Glossary
Logistic regression
A regression model for binary outcomes that models the log-odds of an event as a linear function of predictors.
Binary outcome
A response variable with two possible values, often coded as 0 and 1.
Probability
A number between 0 and 1 that represents the chance of an event.
Odds
The ratio of the probability of an event to the probability of it not occurring: p / (1 - p).
Logit
The log of the odds: log(p / (1 - p)).
Link function
A function that connects the mean of the response to the linear predictor; for logistic regression the link is the logit.
Linear predictor
The linear combination of predictors, for example beta0 + beta1 x.
Coefficient
A model parameter that describes how a predictor changes the log-odds, holding other predictors constant.
Odds ratio
The multiplicative change in odds for a one-unit increase in a predictor; exp(coefficient).
Predicted probability
The model’s estimate of the probability of an event for a given set of predictors.
Likelihood
A measure of how well a model explains the observed data; higher is better.
Deviance
A goodness-of-fit measure based on the likelihood; lower is better.

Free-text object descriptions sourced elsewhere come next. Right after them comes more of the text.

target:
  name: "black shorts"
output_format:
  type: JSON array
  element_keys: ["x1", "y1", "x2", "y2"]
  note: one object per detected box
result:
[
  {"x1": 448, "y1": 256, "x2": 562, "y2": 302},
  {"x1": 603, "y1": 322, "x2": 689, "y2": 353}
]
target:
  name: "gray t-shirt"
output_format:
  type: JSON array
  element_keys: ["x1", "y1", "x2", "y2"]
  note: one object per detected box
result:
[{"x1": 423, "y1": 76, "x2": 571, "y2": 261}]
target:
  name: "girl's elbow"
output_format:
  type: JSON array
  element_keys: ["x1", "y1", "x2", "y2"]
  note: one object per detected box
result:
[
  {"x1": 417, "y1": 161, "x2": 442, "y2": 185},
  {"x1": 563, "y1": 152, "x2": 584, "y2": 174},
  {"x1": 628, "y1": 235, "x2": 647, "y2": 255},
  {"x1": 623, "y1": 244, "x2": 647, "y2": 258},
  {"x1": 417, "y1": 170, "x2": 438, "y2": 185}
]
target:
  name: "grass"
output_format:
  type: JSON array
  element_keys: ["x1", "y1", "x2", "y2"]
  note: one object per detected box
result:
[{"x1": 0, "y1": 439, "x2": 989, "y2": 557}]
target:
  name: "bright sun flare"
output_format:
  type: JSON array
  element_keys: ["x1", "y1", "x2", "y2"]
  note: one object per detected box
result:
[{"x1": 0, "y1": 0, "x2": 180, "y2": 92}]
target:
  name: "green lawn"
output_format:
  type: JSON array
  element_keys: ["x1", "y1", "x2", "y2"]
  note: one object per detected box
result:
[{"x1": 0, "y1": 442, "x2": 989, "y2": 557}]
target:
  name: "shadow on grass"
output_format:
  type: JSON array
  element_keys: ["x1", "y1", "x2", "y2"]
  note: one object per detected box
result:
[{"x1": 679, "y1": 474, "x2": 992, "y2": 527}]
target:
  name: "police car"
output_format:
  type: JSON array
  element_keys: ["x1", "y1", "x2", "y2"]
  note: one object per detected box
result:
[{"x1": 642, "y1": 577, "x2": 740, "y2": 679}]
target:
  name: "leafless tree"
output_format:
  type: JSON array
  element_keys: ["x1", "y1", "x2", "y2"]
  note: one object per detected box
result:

Akaike Information Criterion
A model comparison metric that balances fit and complexity; lower values indicate a preferred model among those compared.
Confusion matrix
A table of predicted versus actual outcomes used to summarize classification performance.
Sensitivity
The proportion of true positives correctly identified by the model.
Specificity
The proportion of true negatives correctly identified by the model.
Accuracy
The proportion of all predictions that are correct.
ROC curve
A curve showing the trade-off between sensitivity and 1 - specificity across thresholds.
AUC
Area under the ROC curve; a summary of classification performance across thresholds.
Calibration
How closely predicted probabilities match observed event rates.
Separation
A situation where predictors perfectly separate outcomes, leading to unstable estimates.
Class imbalance
When one outcome class is much more frequent than the other.
Interaction
A term that allows the effect of one predictor to depend on another.
Factor
A categorical predictor in R that is represented by discrete levels.